The problem with infrastructure in the US is that it is largely government-built, government-owned, and government-provided. Take roads as the classic example. They’re build and maintained by the government. That’s socialism. And what do we know about socialism? We know that it is impossible for a socialist system to engage in economic calculation in order to determine how much to spend and where.
All the debates about improving infrastructure are really just debates about how best to improve the provision of goods that are being provided through socialist means. Ultimately any plan that doesn’t get at the root of the problem, that these goods are being provided through socialism, will fail to succeed. The problem isn’t the fact that there isn’t enough money or not enough maintenance, it’s the fact that a socialist system cannot provide these goods in a manner that will adequately satisfy consumer demand.

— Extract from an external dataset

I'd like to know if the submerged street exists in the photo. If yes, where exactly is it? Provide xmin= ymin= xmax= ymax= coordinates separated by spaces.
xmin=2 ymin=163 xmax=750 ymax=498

When you think of the amount of money that Americans pay in gasoline taxes, money that is supposed to pay for roads, and think of how that money is squandered, it makes you angry. But that’s the nature of socialist systems. The government road system can’t go out of business, it continues to charge users indirectly through gas taxes rather than directly through use taxes, and it continues to give bloated contracts to politically-connected construction firms to build and maintain roads. Is it any wonder then that the country’s infrastructure is crumbling?
There’s more than enough money out there to fix the nation’s infrastructure, it’s just misspent because of the nature of how the infrastructure is built and provided. Solutions that fail to address those structural issues are doomed to fail and will only waste even more trillions of taxpayer dollars.